For patients treated with allo-SCT, additional supportive care may be required to address the immunosuppressive and long-term side effects of therapy. Issues may include infertility, GVHD, increased risk of infection, anaemia, bleeding, mouth ulcers and fatigue.

Rehabilitation may be required at any point of the metastatic care pathway, from preparing for treatment through to palliative care. Issues that may need to be dealt with include managing cancer-related fatigue, improving physical endurance, achieving independence in daily tasks, returning to work and ongoing adjustment to cancer and its sequels.
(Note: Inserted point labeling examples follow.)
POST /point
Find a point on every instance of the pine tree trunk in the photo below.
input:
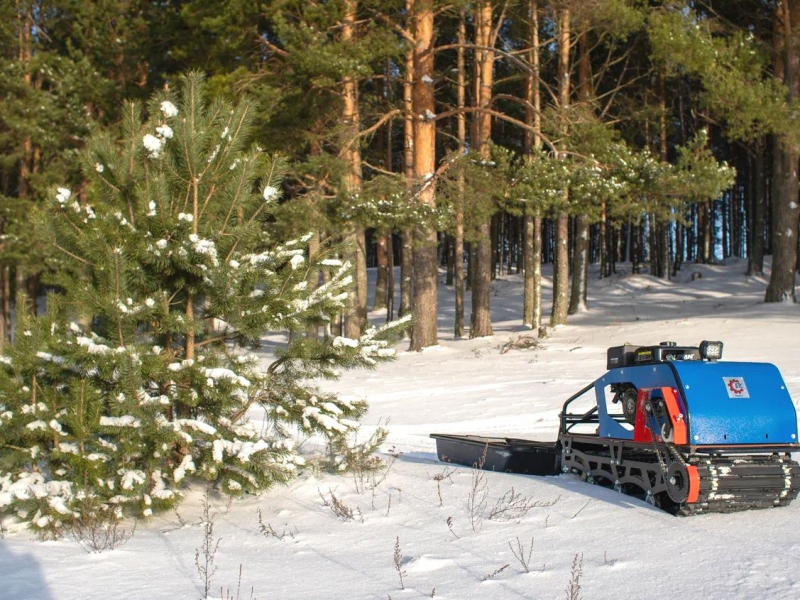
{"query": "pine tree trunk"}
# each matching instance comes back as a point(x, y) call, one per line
point(580, 262)
point(580, 268)
point(425, 240)
point(382, 260)
point(406, 236)
point(786, 185)
point(312, 332)
point(481, 322)
point(558, 315)
point(4, 292)
point(759, 203)
point(449, 260)
point(458, 240)
point(390, 282)
point(635, 249)
point(351, 153)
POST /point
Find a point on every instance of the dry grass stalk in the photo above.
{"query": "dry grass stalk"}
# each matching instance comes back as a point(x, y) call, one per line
point(521, 555)
point(573, 589)
point(496, 572)
point(512, 506)
point(398, 562)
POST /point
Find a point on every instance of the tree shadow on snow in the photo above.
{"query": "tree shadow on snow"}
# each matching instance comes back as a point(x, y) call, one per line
point(21, 576)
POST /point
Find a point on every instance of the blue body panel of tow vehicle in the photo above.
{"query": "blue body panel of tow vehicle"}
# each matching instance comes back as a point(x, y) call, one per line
point(727, 403)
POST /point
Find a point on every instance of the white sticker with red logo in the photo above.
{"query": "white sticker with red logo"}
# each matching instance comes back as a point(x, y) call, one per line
point(736, 387)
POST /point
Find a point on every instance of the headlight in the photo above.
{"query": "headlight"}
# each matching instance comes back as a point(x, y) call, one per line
point(711, 350)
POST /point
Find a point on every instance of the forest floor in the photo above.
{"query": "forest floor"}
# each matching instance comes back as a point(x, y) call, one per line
point(625, 548)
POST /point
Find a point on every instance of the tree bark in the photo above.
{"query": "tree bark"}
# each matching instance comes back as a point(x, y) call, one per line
point(458, 240)
point(406, 236)
point(786, 185)
point(351, 153)
point(382, 259)
point(580, 264)
point(580, 270)
point(759, 203)
point(558, 316)
point(481, 321)
point(424, 332)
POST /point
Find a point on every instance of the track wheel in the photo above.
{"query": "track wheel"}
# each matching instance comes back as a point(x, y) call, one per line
point(677, 482)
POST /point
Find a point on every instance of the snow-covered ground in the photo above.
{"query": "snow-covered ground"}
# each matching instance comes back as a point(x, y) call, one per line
point(628, 548)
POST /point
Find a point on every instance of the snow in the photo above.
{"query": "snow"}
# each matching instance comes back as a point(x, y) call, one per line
point(124, 421)
point(152, 144)
point(62, 195)
point(169, 109)
point(630, 549)
point(164, 132)
point(270, 193)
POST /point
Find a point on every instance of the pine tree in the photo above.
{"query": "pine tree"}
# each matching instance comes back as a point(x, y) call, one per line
point(175, 266)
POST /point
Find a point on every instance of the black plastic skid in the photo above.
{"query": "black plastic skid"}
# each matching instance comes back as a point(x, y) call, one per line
point(506, 455)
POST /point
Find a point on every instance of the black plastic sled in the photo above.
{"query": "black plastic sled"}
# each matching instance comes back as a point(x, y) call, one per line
point(505, 455)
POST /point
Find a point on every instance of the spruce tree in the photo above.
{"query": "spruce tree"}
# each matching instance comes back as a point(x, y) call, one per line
point(174, 265)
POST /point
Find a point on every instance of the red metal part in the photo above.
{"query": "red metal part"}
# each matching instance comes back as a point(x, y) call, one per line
point(641, 433)
point(641, 430)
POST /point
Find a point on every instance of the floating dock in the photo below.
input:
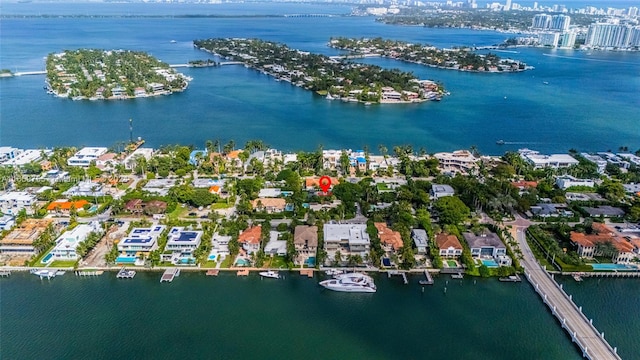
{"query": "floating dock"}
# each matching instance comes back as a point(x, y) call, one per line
point(242, 273)
point(89, 273)
point(213, 272)
point(399, 273)
point(169, 275)
point(428, 278)
point(126, 274)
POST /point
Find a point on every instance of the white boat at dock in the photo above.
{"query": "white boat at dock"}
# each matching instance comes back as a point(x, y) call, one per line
point(270, 274)
point(351, 282)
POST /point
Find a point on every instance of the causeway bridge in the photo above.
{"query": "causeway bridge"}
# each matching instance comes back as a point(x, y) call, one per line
point(582, 332)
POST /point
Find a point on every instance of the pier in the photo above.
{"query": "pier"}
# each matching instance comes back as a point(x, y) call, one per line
point(582, 332)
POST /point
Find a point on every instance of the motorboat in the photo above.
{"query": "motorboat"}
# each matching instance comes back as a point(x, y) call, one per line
point(270, 274)
point(350, 282)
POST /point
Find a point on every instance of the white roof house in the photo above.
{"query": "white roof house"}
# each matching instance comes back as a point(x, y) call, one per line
point(85, 156)
point(67, 243)
point(541, 161)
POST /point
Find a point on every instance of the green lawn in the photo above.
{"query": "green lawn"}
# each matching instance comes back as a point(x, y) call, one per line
point(227, 262)
point(61, 263)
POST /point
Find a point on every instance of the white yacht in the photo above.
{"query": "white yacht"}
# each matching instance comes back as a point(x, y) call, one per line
point(270, 274)
point(351, 282)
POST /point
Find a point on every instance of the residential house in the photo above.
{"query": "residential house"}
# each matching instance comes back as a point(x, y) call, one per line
point(67, 243)
point(390, 240)
point(420, 240)
point(20, 240)
point(438, 191)
point(588, 244)
point(305, 240)
point(250, 239)
point(485, 245)
point(449, 245)
point(13, 202)
point(182, 243)
point(269, 205)
point(349, 239)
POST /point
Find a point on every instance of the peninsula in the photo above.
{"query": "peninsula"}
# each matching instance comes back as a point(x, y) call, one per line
point(461, 59)
point(333, 77)
point(110, 74)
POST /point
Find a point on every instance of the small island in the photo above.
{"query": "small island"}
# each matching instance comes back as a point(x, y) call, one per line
point(460, 59)
point(333, 77)
point(110, 74)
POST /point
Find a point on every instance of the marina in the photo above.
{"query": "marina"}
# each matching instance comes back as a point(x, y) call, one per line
point(169, 275)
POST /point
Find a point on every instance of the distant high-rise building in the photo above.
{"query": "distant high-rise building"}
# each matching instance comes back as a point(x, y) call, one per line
point(560, 22)
point(568, 39)
point(541, 21)
point(609, 35)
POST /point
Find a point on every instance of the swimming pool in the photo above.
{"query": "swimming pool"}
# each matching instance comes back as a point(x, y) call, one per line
point(125, 259)
point(243, 262)
point(489, 263)
point(613, 267)
point(47, 259)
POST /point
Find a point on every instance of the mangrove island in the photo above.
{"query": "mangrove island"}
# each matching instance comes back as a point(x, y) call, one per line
point(333, 77)
point(110, 74)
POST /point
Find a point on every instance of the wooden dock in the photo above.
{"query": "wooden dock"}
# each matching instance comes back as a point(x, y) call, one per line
point(170, 274)
point(213, 272)
point(242, 273)
point(398, 273)
point(307, 272)
point(429, 278)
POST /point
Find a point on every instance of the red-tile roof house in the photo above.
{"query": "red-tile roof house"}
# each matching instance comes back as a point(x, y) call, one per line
point(250, 239)
point(389, 239)
point(449, 245)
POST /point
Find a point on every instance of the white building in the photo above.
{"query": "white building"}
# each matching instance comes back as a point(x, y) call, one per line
point(67, 243)
point(131, 160)
point(567, 181)
point(541, 161)
point(14, 201)
point(85, 156)
point(182, 243)
point(140, 240)
point(349, 239)
point(440, 190)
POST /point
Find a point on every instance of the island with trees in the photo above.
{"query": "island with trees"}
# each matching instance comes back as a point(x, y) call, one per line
point(333, 77)
point(110, 74)
point(461, 59)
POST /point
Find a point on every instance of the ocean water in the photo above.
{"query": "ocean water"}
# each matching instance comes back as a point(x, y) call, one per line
point(227, 317)
point(591, 102)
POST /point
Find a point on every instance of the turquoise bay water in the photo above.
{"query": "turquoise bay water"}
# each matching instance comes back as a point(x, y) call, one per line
point(228, 317)
point(590, 103)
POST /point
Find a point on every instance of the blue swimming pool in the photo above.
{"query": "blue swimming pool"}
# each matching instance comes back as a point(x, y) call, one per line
point(47, 258)
point(613, 267)
point(125, 259)
point(489, 263)
point(243, 262)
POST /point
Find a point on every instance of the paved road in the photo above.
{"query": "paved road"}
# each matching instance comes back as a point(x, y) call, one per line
point(577, 325)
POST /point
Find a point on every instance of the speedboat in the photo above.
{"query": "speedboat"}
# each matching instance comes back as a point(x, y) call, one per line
point(270, 274)
point(351, 282)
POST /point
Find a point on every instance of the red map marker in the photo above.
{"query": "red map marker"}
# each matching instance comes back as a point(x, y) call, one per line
point(325, 183)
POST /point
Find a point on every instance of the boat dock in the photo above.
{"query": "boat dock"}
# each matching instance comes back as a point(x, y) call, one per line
point(126, 274)
point(428, 280)
point(307, 272)
point(169, 275)
point(398, 273)
point(89, 272)
point(580, 328)
point(242, 273)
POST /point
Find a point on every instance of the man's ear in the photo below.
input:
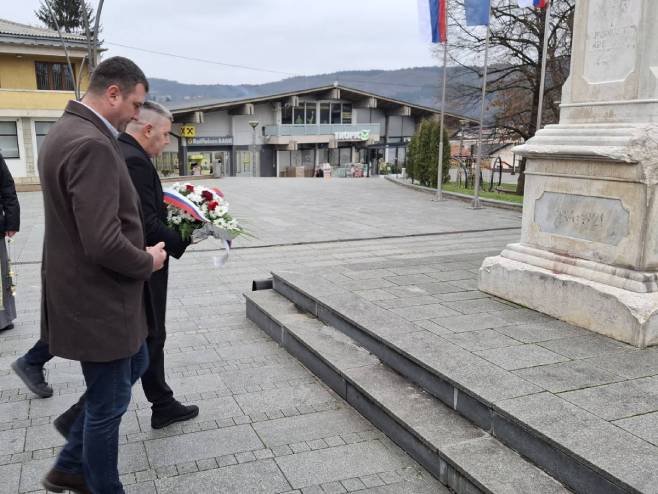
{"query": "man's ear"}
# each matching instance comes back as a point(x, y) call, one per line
point(113, 93)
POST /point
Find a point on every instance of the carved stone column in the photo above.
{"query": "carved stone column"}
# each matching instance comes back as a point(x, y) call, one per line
point(588, 252)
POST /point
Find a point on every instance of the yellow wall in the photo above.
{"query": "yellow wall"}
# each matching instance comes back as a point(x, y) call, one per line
point(20, 73)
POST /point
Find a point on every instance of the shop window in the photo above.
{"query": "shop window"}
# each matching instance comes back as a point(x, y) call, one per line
point(53, 76)
point(41, 130)
point(286, 115)
point(335, 113)
point(347, 113)
point(325, 113)
point(9, 140)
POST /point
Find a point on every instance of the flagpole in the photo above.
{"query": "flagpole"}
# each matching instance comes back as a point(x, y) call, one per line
point(439, 172)
point(547, 25)
point(476, 193)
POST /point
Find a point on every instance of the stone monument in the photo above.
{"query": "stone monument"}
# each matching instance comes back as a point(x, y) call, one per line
point(588, 252)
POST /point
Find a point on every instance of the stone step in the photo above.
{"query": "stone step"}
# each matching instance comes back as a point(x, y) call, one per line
point(458, 453)
point(583, 451)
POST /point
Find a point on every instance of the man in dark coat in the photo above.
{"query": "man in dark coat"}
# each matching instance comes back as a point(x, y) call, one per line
point(10, 213)
point(95, 262)
point(144, 139)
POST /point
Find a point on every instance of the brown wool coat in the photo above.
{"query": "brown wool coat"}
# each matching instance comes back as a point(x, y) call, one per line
point(94, 263)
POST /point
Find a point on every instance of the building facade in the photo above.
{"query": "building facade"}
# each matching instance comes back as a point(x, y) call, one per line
point(293, 134)
point(35, 85)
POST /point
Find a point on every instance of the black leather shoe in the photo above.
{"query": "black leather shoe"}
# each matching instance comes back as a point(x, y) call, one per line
point(56, 481)
point(176, 412)
point(33, 377)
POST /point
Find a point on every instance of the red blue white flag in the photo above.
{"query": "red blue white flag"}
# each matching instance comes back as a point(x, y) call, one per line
point(540, 4)
point(433, 18)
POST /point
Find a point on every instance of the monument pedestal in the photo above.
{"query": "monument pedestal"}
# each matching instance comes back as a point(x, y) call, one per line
point(589, 244)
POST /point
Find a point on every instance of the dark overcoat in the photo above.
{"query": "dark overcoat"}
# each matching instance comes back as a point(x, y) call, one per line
point(94, 259)
point(10, 210)
point(149, 189)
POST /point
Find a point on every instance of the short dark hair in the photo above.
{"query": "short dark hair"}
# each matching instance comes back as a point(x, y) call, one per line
point(117, 70)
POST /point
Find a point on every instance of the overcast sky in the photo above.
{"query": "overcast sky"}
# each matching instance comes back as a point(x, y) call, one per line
point(303, 37)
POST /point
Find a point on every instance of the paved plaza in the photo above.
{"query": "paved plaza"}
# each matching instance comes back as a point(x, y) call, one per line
point(266, 423)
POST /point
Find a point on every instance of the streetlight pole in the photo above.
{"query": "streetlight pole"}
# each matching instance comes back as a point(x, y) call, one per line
point(253, 124)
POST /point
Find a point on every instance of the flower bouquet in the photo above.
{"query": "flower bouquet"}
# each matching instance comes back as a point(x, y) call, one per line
point(198, 212)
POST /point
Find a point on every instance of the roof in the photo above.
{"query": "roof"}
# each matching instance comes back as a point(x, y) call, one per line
point(214, 105)
point(23, 34)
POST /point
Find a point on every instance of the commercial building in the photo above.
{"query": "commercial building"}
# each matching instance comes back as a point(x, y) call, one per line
point(292, 134)
point(35, 85)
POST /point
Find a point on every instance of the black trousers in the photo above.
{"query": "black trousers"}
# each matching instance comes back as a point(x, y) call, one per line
point(155, 386)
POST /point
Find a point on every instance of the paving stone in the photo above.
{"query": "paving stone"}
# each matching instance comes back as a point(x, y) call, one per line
point(12, 441)
point(481, 340)
point(566, 376)
point(425, 312)
point(518, 357)
point(10, 475)
point(43, 436)
point(141, 488)
point(584, 346)
point(630, 364)
point(201, 445)
point(327, 465)
point(254, 477)
point(643, 426)
point(283, 398)
point(14, 411)
point(471, 322)
point(541, 331)
point(608, 447)
point(618, 400)
point(333, 488)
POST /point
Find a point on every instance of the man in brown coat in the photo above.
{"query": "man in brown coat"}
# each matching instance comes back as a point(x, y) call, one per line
point(93, 269)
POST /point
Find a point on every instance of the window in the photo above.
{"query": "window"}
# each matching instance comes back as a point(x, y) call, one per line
point(286, 115)
point(347, 113)
point(310, 113)
point(324, 113)
point(41, 130)
point(53, 76)
point(298, 114)
point(9, 140)
point(335, 113)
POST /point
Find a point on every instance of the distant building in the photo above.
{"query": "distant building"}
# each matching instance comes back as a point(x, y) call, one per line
point(294, 133)
point(35, 85)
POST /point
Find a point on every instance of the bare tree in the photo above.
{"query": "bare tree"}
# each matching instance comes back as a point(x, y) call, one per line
point(516, 44)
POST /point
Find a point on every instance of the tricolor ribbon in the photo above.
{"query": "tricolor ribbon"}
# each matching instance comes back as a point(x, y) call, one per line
point(176, 199)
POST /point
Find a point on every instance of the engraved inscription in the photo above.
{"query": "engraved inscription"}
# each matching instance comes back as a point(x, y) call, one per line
point(612, 36)
point(595, 219)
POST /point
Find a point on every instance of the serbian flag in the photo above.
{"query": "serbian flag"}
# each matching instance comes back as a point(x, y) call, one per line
point(540, 4)
point(175, 198)
point(433, 16)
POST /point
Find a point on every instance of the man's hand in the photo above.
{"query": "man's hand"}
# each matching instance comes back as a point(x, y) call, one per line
point(159, 255)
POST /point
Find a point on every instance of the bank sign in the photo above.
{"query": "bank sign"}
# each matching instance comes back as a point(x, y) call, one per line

Exercise is a safe and effective intervention that improves the physical and emotional health and wellbeing of cancer patients. Exercise should be embedded as part of standard practice in cancer care and be viewed as an adjunct therapy that helps counteract the adverse effects of cancer and its treatment.

The lead clinician should ensure there is adequate discussion with patients and carers about the diagnosis and recommended treatment, including treatment intent and possible outcomes, likely adverse effects and the supportive care options available.

More information

Refer to Principle 6 ‘Communication’ for communication skills training programs and resources.